O regime militar no Brasil (1964-1985) contou com a violação de direitos humanos e repressão à liberdade de expressão e organização política
O regime militar no Brasil (1964-1985) contou com a violação de direitos humanos e repressão à liberdade de expressão e organização política

Um período de excessos que não se curvou até hoje a julgamento histórico de fato. Ainda que existam movimentos concretos de tentativa de apuração dos abusos, nada ainda aconteceu.

 

Torturadores e militares com as mãos sujas de sangue refestelam-se no sofá da sala quem sabe livres das dores agudas da consciência. Mas é sempre importante lembrar que, apesar do combate desigual, os opositores do regime sequestraram diplomatas, assaltaram bancos, mataram e orquestraram guerrilhas armadas. O País, governado por uma vítima da tortura, não consegue acertar as contas com o seu passado.

 

Nesses 50 anos dessa violenta ruptura institucional, não há absolutamente nada a comemorar. Não há vencedores, nem vencidos. Até porque alguns dos mais ilustres e impetuosos combatentes da ditadura – os supostos mocinhos deste filme de terror – estão presos numa cadeia em Brasília condenados pelo vil crime de corrupção.

 

Mas vamos aos fatos que fizeram os senhores de farda verde-oliva saírem dos quartéis para enterrar a democracia e a liberdade por duas décadas. A história, então, recua para 25 de agosto de 1961 quando um presidente populista, dado a se expressar em português castiço, renunciou ao mandato acuado pelo que disse serem “forças terríveis” que se levantaram contra ele.

 

imagem internet - ditadura 64
imagem internet – ditadura 64

Jânio Quadros, diziam, queria voltar aclamado pelo povo, com poderes ampliados, o que jamais aconteceu.

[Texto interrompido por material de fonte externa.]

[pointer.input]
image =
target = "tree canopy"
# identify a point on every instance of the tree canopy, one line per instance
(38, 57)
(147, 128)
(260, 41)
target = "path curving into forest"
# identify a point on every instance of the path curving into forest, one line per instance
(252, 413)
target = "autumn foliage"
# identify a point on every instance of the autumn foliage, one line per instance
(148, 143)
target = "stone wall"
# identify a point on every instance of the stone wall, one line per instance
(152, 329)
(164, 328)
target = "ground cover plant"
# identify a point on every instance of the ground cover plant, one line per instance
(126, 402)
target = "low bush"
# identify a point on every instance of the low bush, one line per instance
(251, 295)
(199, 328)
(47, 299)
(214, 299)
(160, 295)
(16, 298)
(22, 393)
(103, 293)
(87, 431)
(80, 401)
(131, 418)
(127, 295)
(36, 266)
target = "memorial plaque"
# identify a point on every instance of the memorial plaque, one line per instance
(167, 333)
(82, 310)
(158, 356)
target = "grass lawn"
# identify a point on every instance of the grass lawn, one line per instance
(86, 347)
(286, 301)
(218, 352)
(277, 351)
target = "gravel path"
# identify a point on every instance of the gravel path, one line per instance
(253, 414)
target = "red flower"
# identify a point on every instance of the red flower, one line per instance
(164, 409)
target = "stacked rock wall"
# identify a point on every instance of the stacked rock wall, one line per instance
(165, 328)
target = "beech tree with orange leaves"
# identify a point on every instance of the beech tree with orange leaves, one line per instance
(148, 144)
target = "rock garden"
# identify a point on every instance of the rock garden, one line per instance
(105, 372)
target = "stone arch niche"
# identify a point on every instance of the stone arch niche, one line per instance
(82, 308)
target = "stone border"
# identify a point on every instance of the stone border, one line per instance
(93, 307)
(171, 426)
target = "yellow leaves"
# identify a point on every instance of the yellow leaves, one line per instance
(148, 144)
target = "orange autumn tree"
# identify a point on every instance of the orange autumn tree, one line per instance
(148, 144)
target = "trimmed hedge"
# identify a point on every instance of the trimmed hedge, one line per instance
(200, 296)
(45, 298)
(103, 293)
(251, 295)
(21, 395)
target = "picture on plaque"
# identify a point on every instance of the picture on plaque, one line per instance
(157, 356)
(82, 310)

Seu vice, João Goulart, estava na China quando tudo aconteceu. A temível China comunista, o que só ajudava naquele instante a reforçar sua imagem de comunista. Justo ele, filho de um rico estancieiro, como se diz nos pampas de onde veio.

 

O mundo vivia tempos maniqueístas, dominado pelo medo e dividido entre obsoletas ideologias capitalista e comunista. Era a Guerra Fria, em que a então União Soviética comunista e os Estados Unidos capitalistas duelavam num tabuleiro de xadrez (ou seria um paiol atômico) pela supremacia do planeta.

 

E o que americanos mais temiam era que o Brasil se convertesse numa gigantesca Cuba continental e carregasse toda a América Latina numa aventura socialista.  Daí, o apoio integral ao golpe contra Jango.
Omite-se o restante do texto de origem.